The government is proposing to abolish the simple caution and replace it nationwide with the conditional caution. A conditional caution (which has been used by some police forces for a while) has to have conditions; examples cited by government are of proper rehabilitative programmes for drug addiction or to address offending behaviour. But not all conditions are rehabilitative – a condition could also be to pay compensation or abide by a curfew.
In 2014 the conditional caution was piloted and its results compared with the simple caution. Despite those on the conditional caution having a more onerous punishment, the drop in reoffending was exactly the same between the two sanctions. So less was the same. And both were very successful in reducing reoffending compared to court sanctions – 0nly 5% reoffended within three months of receiving the caution/conditional caution. And there was no statistically significant difference between those who complied with the conditions imposed on them and those who didn’t.
Another example of the “less is the same” rule applies to a well intentioned initiative by Thames Valley police. They wanted to offer better rehabilitative opportunities to those who admitted domestic abuse but whose actions did not meet the prosecution threshold. So they commissioned a 10 week course specifically designed to reduce someone’s propensity to commit abuse. The force evaluated its effect on reoffending compared to no course. Early comparative results were not great, so they gathered more data through putting more people on the course. But Thames Valley Police have recently pulled the plug after realising that the 10 week course did no more good than no course. The good news is that the people who had admitted abuse mostly turned a corner – the average reoffending rate for all fell considerably. The (police recorded) reoffending of those who engaged with the programme reduced 47%, while the reoffending of those who didn’t engage reduced 67% in the twelve months following risk assessment. And those who were referred to the programme but failed to complete it, did as well as those who did complete.
I take my hat off to Thames Valley for trying an approach which looked as though it would transform diversion for domestic abuse cases, for properly evaluating it and then letting go when it was clear it didn’t work any better than a metaphorical rap over the knuckles. But, as Dr Peter Neyroud points out, “one thing we need to test is whether the victim feels that a programme which is intended to encourage desistance is seen as a credible attempt at prevention and thus gives greater legitimacy to diversion”.
And for an example where more formal CJS sanctions are counter-productive? Seminal research led by Professors Lesley McAra and Susan McVie suggests that if a child who commits an offence is swept into the formal criminal justice system, they are more likely to reoffend than their peer who is dealt with informally.

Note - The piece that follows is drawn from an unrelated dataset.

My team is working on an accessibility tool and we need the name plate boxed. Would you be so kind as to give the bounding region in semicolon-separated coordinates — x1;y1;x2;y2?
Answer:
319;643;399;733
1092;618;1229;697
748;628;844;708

Its hard for practitioners – police, YOT workers, probation officers – to absorb that fewer conditions may work just as well as more. That rehabilitative programmes don’t always improve things. But it makes sense. People unused to being apprehended by the police haven’t got hardened to the criminal justice system. For many, just being caught causes huge shame and guilt, and that prompts them to desist. They don’t need to do a programme or to pay a fine – the police are the hand on the tiller guiding them to safer shores.
I’d love someone to do ethnographic research on the first conversation the police has with someone who fesses up to a minor crime. Whether they mete out a caution or not, I’m sure that the relationship the officer creates and the words he uses can change history. Because in the end people support people to stop committing crime. Programmes and interventions can help but, for people who have made a stupid mistake or who have uncharacteristically lost their temper, one conversation with one police officer can make all the difference.